There was a boss's sniping that helped nail a case of sex discrimination. There are idle blabbings that reveal patent infringement. There are people conspiring to defraud an employer--leaving tracks in the company computer.

"There's no question whatsoever that people write and put things in the computer that they would not put anywhere else," said Jessen, a Seattle-based software sleuth, who has stumbled upon what is proving to be a great lesson of the electronic age.

Recent research into how people behave (and misbehave) on computer--how they chat, scheme, gossip, confer--suggests that many feel freer when talking electronically than they do talking face to face.

That lack of inhibition can be useful and creative in offices and classrooms. But it can also be destructive--a fact that is prompting some workplaces to train users to think before they send.

Studies have found that the language people use on a computer is spontaneous and uninhibited, with moments of surprising self-revelation. Words turn up in unusual contexts. Visual--or graphic--jokes are common.

Similar patterns surface in studies of the social dynamics of computerized workplaces: Milquetoasts assert themselves in on-line meetings, underlings short-circuit the hierarchy, decision makers embrace risk.

Even one on one, researchers say, there is an untrammeled quality to on-line behavior. Users have a tendency to fly off the electronic handle. They are more likely to be excessively blunt, even to act irresponsibly.

"People have conversations that they probably wouldn't have had if they had been together in a room," Jessen said.

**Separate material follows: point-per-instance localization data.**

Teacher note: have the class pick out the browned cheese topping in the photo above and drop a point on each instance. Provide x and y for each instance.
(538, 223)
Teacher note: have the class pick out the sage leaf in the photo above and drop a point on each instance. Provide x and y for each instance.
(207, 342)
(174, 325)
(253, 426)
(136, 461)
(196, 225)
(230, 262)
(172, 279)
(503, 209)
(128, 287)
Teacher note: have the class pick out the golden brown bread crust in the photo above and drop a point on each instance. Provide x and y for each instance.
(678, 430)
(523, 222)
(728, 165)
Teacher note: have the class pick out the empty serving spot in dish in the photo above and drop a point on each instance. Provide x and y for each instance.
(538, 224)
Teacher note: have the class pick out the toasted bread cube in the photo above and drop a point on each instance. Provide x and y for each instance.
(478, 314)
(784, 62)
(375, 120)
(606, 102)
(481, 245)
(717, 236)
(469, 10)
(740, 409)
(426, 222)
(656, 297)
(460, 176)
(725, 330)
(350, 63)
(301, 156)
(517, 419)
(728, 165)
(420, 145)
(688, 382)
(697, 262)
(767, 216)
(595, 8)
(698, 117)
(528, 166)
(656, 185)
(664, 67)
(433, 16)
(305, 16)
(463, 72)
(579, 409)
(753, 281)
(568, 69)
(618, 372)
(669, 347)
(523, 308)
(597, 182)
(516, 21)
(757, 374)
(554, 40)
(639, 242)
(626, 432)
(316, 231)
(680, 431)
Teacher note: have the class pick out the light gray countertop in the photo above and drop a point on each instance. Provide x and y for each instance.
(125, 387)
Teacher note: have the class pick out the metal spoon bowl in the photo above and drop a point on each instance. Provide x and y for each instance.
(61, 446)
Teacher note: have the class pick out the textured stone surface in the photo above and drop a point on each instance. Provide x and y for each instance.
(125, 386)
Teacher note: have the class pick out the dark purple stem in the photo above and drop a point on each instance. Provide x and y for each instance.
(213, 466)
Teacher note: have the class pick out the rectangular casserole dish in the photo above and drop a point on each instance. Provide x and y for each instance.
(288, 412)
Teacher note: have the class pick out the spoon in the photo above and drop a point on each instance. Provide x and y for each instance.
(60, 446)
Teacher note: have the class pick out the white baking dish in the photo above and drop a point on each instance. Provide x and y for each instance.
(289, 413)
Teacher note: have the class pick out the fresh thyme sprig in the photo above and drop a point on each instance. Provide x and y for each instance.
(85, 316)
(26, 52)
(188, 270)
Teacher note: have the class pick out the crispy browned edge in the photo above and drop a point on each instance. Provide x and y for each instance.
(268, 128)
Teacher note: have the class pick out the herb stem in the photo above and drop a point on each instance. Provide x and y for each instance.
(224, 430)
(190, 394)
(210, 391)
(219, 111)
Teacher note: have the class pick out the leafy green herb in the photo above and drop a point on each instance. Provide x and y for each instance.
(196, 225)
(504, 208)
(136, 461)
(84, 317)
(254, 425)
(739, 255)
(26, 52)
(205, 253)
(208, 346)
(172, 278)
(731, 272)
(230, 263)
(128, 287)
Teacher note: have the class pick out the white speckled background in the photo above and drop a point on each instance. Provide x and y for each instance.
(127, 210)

Normally, for such frankness to occur, "it would have been the old 'Get Smart' thing: They would have to have the 'Cone of Silence.' "

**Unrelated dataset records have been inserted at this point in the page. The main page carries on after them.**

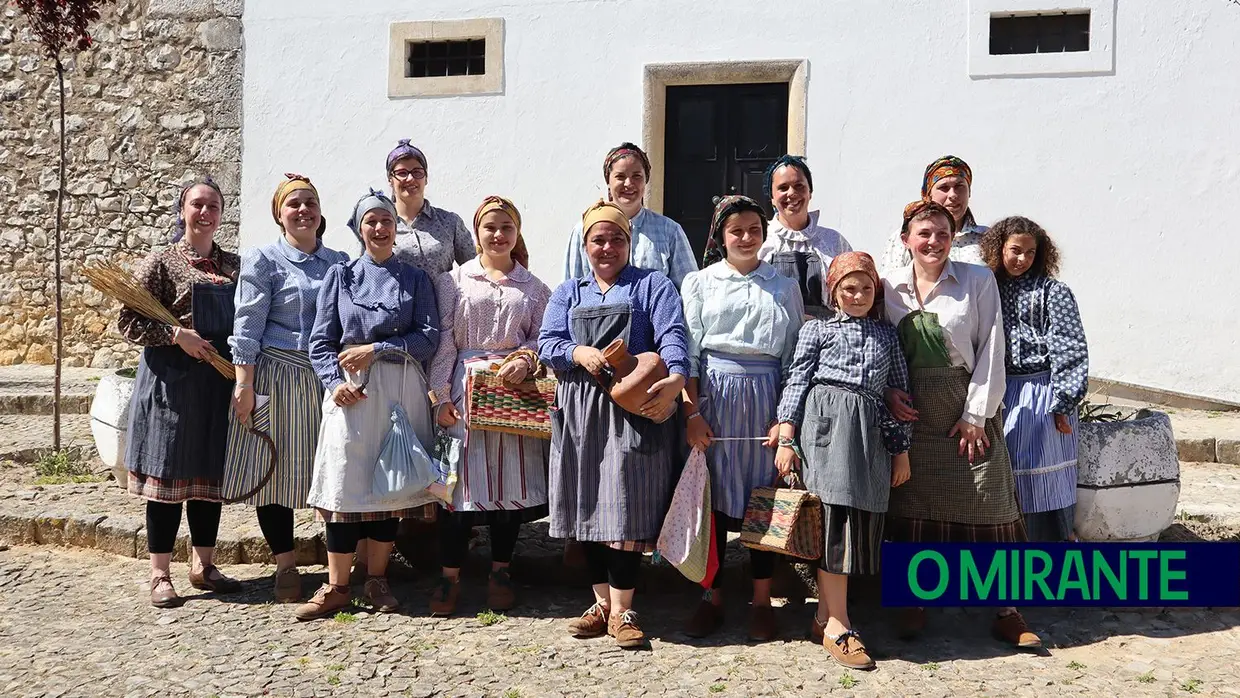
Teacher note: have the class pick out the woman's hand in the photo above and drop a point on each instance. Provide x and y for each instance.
(515, 371)
(972, 440)
(243, 404)
(1062, 424)
(899, 404)
(698, 433)
(192, 344)
(589, 358)
(900, 471)
(662, 398)
(346, 394)
(447, 415)
(356, 357)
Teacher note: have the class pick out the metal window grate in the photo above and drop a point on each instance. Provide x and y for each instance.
(439, 58)
(1039, 34)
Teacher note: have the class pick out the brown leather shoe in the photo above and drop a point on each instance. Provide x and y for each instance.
(380, 595)
(706, 620)
(163, 594)
(848, 651)
(592, 624)
(761, 624)
(288, 585)
(624, 627)
(443, 601)
(325, 603)
(501, 595)
(211, 579)
(1013, 630)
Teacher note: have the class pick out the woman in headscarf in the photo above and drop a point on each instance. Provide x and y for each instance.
(951, 331)
(659, 243)
(179, 410)
(797, 244)
(742, 319)
(611, 471)
(372, 304)
(277, 294)
(427, 237)
(490, 310)
(949, 182)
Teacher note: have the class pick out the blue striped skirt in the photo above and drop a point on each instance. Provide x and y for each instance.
(1043, 460)
(290, 418)
(738, 397)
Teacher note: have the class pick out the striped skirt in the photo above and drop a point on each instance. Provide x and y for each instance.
(1043, 460)
(290, 418)
(499, 472)
(738, 398)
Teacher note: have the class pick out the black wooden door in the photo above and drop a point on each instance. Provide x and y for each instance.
(721, 139)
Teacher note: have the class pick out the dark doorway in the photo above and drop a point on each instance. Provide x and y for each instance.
(721, 139)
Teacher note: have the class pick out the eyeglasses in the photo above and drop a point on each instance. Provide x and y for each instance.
(404, 175)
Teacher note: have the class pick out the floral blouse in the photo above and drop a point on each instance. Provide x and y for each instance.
(170, 274)
(478, 313)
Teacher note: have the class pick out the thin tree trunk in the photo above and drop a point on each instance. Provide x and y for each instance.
(60, 319)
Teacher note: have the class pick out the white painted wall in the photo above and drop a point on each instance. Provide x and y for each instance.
(1136, 174)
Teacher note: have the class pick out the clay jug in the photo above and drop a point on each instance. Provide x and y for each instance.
(631, 376)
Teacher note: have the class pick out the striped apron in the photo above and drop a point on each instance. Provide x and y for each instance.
(290, 418)
(611, 472)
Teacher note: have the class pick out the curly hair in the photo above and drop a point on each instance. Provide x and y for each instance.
(1045, 260)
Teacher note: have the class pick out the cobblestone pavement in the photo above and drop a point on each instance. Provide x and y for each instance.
(76, 624)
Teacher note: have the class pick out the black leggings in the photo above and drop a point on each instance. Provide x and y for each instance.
(761, 563)
(611, 567)
(277, 525)
(344, 537)
(454, 539)
(164, 520)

Now, companies are developing tricks aimed at staving off messy faux pas .

At IBM, an iron-clad imperative of the in-house computer conference is straight out of Debrett's Etiquette: No talk of religion or politics. Irony and sarcasm are discouraged too, in deference to foreign speakers.

When it became apparent two years ago that Los Angeles police officers had used patrol car computers for racially and sexually offensive jokes, the department assigned a team of censors to spot-check message traffic (a practice that in most cases appears to be legal).

At Southern California Edison, injudicious messaging became such a problem that a new command allows senders to yank back messages before they are read. It is one of the most popular functions on the computer system.

(It was of no use, however, to the Edison employee who composed a parody of the Book of Genesis--in which God was required to get an environmental impact report done before proceeding with the Creation. The author sent the parody to a co-worker, innocently enough. But the co-worker forwarded it to an automatic distribution list. Soon, it was in the files of hundreds of employees--and the author was facing a reprimand.)

No one knows how many Americans communicate by computer--by electronic mail or in computer conferences or bulletin boards. The Electronic Mail Assn., a trade group based in Arlington, Va., says one estimate puts the figure at 30 million to 50 million.

They range from members of President Clinton's communications staff to Cornell University students baring their souls to a computerized counseling service. There are lawyers, utility line workers, Hollywood executives, scientists and high school sophomores.

To the uninitiated, the shift to computers can be jarring.

"It's the insecurity of a new medium," said Einar Stefferud, president of Network Management Associates, a consulting firm in Huntington Beach. "Every time we invent a new medium--for communication or transport or whatever--we have to develop a new etiquette to live with it."

Ever since electronic mail became available in the 1960s, computerized communication has been seen as a medium as revolutionary as the telephone. Norms of behavior appropriate to phone or face-to-face encounters, or even letters, would not necessarily apply; old rules would have to be revised.

As many see it, the peculiar quality of electronic mail stems from two traits: It is text-based and it is evanescent. Missing from any computer encounter are the revealing grin or scowl or apologetic tone, or such social cues as the correspondent's corner office, fancy letterhead or nervous tic.

And when the text appears to be ephemeral, the stakes seem smaller.